Practical Implications for Employers
The Supreme Court's decision in Genesis fails to provide any significant guidance for lower courts in addressing unaccepted Rule 68 offers of judgment. Until the Court decides to address this issue, lower courts are likely to issue divergent opinions about whether unaccepted offers of judgment will render collective actions under the FLSA moot. What the decision does make clear, however, is that the offer of judgment strategy remains a tactic that employers should consider at the outset of certain types of putative collective action litigation. The key take-away from Genesis is that employers considering using Rule 68 offers of judgment to "pick off" named plaintiffs in putative collective actions should act quickly before the named plaintiff moves for conditional certification and/or others opt into the suit.
Employers who attempt the "pick-off" strategy should be mindful of the fact that once individuals opt into a putative FLSA collective action, they become parties. As a result, the issue of whether the named plaintiff's claims have been rendered moot is no longer relevant in that scenario, as the lawsuit will continue with the opt-ins becoming plaintiffs. One of the unresolved issues in Genesis is whether cases following that pattern are proper vehicles for conditional certification, or whether they should proceed strictly as individual plaintiff cases.

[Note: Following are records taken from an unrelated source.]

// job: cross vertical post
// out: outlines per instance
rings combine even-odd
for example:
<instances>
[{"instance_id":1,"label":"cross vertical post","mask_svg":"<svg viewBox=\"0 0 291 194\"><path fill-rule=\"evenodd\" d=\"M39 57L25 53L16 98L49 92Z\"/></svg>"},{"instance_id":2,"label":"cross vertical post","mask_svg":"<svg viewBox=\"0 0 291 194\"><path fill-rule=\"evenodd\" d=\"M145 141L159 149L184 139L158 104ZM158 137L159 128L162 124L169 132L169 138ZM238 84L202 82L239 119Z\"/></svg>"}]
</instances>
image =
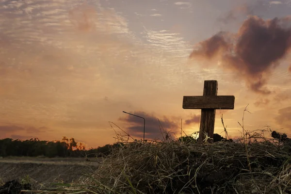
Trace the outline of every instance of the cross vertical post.
<instances>
[{"instance_id":1,"label":"cross vertical post","mask_svg":"<svg viewBox=\"0 0 291 194\"><path fill-rule=\"evenodd\" d=\"M203 96L184 96L183 98L183 109L201 109L199 142L205 139L206 135L213 139L216 109L234 109L234 96L217 96L218 85L216 80L205 81Z\"/></svg>"},{"instance_id":2,"label":"cross vertical post","mask_svg":"<svg viewBox=\"0 0 291 194\"><path fill-rule=\"evenodd\" d=\"M205 81L203 96L217 96L218 85L216 81ZM215 109L201 109L198 140L199 142L205 139L206 134L208 137L213 139L216 111ZM209 140L209 142L210 143L211 140Z\"/></svg>"}]
</instances>

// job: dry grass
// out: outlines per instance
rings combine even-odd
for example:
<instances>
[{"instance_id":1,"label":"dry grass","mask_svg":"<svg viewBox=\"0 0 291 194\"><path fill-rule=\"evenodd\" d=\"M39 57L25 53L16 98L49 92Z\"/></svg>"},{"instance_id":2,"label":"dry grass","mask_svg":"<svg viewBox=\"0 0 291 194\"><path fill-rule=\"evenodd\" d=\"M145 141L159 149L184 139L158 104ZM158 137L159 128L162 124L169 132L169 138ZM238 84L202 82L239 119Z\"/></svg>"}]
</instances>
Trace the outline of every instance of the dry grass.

Another important consequence of Genesis is language in the majority opinion emphasizing the "fundamental" differences between Rule 23 class actions and FLSA collective actions. The Court's recent opinion in Comcast Corp. v. Behrend, hailed as a victory for employers in the class action certification wars, will thus have little direct bearing on FLSA collective actions. And the Court's discussion of the differences between the two types of actions may make it more difficult for employers, in a motion to decertify a collective action, to argue that Rule 23 principles support their position. In other words, the unique procedural issues presented by the FLSA's collective action provisions will remain challenging for employers.